“Yemek hazıııır” diye sesleniyorum.
Küçük oğlum “Şu an olmaz, online oynuyorum ekibimi yarı yolda bırakamam” diyor.
Büyük oğlum, bilgisayarında EDM (Elektronik Dans Müzik) yapıyor “Drop kısmını yapıyorum gelemem” diyor.
Eşim televizyonda film izliyor. “Az kaldı birazdan biter” diyor.
Yaklaşık yarım saat önce acıktık diyen ev ahalisini teknolojinin önünden alıp sofraya oturmalarını sağlamam gerek ama önce izlediğim dizinin yeni çıkan fragmanı var mı bir bakayım.
Biz hangi ara bu hale geldik?
“Şimdi hepimiz elimizdeki tableti/ telefonu yavaşça yere bırakıyoruz.”
Psikiyatri Profesörü Kemal Sayar ve Klinik Psikolog Sezin Benli’nin kaleme aldığı “Dijital Çocuk” özellikle son dönemde olağan üstü gelişen dijitalle ilişkimizi gözden geçirmek adına ailelere rehber olma niteliğinde yazılmış.
Teknolojinin çocuklar ve ergenlerde, dikkat konsantrasyon eksikliğine sebebiyet verdiğini, gerçeklik algısını bozduğunu, bilişsel, dilsel ve fiziksel gelişimini etkilediğini ve bilgisayar oyunlarına bağımlılığın madde ve alkol bağımlılarındaki etkilere benzer etkiler gösterdiğini yapılan deneylerle artık kesin olarak bilindiğini söylüyor “Dijital Çocuk”.
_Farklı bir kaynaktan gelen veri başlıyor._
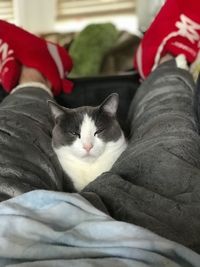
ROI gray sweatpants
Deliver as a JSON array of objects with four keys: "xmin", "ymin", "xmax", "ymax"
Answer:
[{"xmin": 0, "ymin": 62, "xmax": 200, "ymax": 251}]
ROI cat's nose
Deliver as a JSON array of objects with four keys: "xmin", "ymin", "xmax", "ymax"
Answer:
[{"xmin": 83, "ymin": 143, "xmax": 93, "ymax": 152}]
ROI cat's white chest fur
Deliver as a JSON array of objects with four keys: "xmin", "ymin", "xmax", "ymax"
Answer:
[
  {"xmin": 49, "ymin": 94, "xmax": 127, "ymax": 191},
  {"xmin": 54, "ymin": 136, "xmax": 126, "ymax": 191}
]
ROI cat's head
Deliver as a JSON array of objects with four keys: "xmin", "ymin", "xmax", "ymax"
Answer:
[{"xmin": 48, "ymin": 94, "xmax": 124, "ymax": 159}]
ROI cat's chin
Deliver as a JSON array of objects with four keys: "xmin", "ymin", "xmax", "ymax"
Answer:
[{"xmin": 81, "ymin": 153, "xmax": 97, "ymax": 162}]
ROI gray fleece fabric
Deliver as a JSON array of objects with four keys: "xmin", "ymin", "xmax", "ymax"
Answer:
[{"xmin": 0, "ymin": 62, "xmax": 200, "ymax": 258}]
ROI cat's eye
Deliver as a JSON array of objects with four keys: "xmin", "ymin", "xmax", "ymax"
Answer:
[
  {"xmin": 94, "ymin": 129, "xmax": 104, "ymax": 136},
  {"xmin": 70, "ymin": 132, "xmax": 81, "ymax": 138}
]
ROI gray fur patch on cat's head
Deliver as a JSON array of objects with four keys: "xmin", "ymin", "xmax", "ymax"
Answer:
[{"xmin": 48, "ymin": 94, "xmax": 122, "ymax": 147}]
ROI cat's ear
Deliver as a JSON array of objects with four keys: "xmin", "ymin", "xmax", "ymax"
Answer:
[
  {"xmin": 100, "ymin": 93, "xmax": 119, "ymax": 117},
  {"xmin": 47, "ymin": 100, "xmax": 65, "ymax": 120}
]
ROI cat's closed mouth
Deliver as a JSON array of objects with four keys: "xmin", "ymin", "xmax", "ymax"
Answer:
[{"xmin": 48, "ymin": 94, "xmax": 127, "ymax": 191}]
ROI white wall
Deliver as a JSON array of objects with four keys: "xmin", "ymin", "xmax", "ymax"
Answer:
[{"xmin": 13, "ymin": 0, "xmax": 56, "ymax": 34}]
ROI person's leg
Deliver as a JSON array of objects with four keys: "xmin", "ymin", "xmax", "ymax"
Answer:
[
  {"xmin": 83, "ymin": 58, "xmax": 200, "ymax": 253},
  {"xmin": 0, "ymin": 67, "xmax": 72, "ymax": 200},
  {"xmin": 134, "ymin": 0, "xmax": 200, "ymax": 79}
]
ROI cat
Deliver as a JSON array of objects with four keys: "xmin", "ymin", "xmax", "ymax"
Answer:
[{"xmin": 48, "ymin": 93, "xmax": 127, "ymax": 191}]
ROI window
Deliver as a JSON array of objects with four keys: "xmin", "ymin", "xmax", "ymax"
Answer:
[{"xmin": 57, "ymin": 0, "xmax": 136, "ymax": 20}]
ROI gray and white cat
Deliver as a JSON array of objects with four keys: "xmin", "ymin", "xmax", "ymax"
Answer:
[{"xmin": 48, "ymin": 94, "xmax": 127, "ymax": 191}]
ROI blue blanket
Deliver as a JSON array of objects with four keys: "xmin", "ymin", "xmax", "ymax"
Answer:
[{"xmin": 0, "ymin": 190, "xmax": 200, "ymax": 267}]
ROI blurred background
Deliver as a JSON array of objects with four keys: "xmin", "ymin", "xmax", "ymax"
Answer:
[{"xmin": 0, "ymin": 0, "xmax": 164, "ymax": 77}]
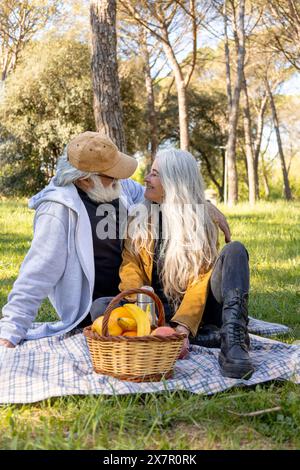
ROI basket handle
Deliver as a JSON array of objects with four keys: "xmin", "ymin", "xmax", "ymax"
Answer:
[{"xmin": 102, "ymin": 289, "xmax": 165, "ymax": 336}]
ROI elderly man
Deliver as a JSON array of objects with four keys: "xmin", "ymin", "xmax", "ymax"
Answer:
[{"xmin": 0, "ymin": 132, "xmax": 229, "ymax": 347}]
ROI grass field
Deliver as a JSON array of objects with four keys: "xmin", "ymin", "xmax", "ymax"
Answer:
[{"xmin": 0, "ymin": 201, "xmax": 300, "ymax": 450}]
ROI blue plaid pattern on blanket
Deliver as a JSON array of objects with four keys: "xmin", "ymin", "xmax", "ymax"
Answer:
[{"xmin": 0, "ymin": 320, "xmax": 300, "ymax": 404}]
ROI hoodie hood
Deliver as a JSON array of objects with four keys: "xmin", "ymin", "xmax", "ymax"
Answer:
[
  {"xmin": 28, "ymin": 178, "xmax": 80, "ymax": 213},
  {"xmin": 28, "ymin": 178, "xmax": 134, "ymax": 214}
]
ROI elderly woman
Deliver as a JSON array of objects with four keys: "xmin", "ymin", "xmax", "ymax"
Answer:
[{"xmin": 120, "ymin": 149, "xmax": 253, "ymax": 378}]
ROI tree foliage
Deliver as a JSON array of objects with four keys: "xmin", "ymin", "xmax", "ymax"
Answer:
[{"xmin": 0, "ymin": 39, "xmax": 94, "ymax": 193}]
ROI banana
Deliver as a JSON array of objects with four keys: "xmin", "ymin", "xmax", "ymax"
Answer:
[
  {"xmin": 117, "ymin": 317, "xmax": 137, "ymax": 331},
  {"xmin": 123, "ymin": 304, "xmax": 151, "ymax": 336},
  {"xmin": 146, "ymin": 304, "xmax": 152, "ymax": 325}
]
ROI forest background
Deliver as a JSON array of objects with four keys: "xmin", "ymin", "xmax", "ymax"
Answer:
[{"xmin": 0, "ymin": 0, "xmax": 300, "ymax": 204}]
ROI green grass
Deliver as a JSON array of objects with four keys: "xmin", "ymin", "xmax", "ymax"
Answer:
[{"xmin": 0, "ymin": 200, "xmax": 300, "ymax": 450}]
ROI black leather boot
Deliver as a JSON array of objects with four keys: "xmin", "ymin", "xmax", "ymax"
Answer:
[{"xmin": 219, "ymin": 289, "xmax": 254, "ymax": 379}]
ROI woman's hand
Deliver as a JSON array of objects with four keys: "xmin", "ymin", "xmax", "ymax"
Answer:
[
  {"xmin": 175, "ymin": 325, "xmax": 190, "ymax": 359},
  {"xmin": 0, "ymin": 338, "xmax": 16, "ymax": 348}
]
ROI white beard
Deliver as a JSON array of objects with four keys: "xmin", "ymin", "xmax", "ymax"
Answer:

Online eğitimlerin devam ettiği şu günlerde çocuklar okul diye saatlerce ekranlara kilitleniyor, sosyalleşmek için yine ekranları başında birlikte oyun oynuyorlar.
Görüntülü aramalar, internet üzerinden yapılan toplantılar derken, alışverişten resmi uygulamalara ve sermaye işlemlerine, kültürel kaynaklardan eğitim ve haberleşmeye kadar her alanda 7’den 77’ye hepimizin ekrana bağımlı bir hayatı var artık.
Müjde! Nur topu gibi teknoloji bağımlılığımız oldu. Bu durumda bize yapılan en büyük beddua “Wi-fi’siz kalasın inşallah” olacaktır.
Zararlarından çocuklarımızı koruyabileceğimizden endişe ettiğimiz, avucumuzun içinde saklı uçsuz bucaksız bir dünya var. Ama her an artan şüphe ile beynimi kemiren deli sorular da yok değil…
Çocuğum teknoloji bağımlısı mı oldu? Ne zaman endişelenmeye başlamalıyım?
İnternette zararlı içeriklerle karşılaşmamasını nasıl sağlamalıyım?
Siber zorbalığa karşı neler yapmam gerekir?
Peki, bu teknolojinin hiç mi iyi yanı yok?
Bazı araştırmalar ve yapılan deneyler gösteriyor ki internet kontrollü ve yararlı bir şekilde kullanıldığında ki buna bilgisayar oyunları da dahil; çocukların ve gençlerin görsel becerilerinin gelişimine, meslek seçimlerine, fiziksel hareketsizliğe, sosyalleşmeye, daha donanımlı bireyler yetişmesine katkıda bulunuyormuş.
“Çocuklarımıza yüzmeyi ya da bisiklet sürmeyi öğrettiğimiz gibi dijital dünyada da güvenli ve etik bir şekilde yaşamayı öğretmemiz gerekiyor.”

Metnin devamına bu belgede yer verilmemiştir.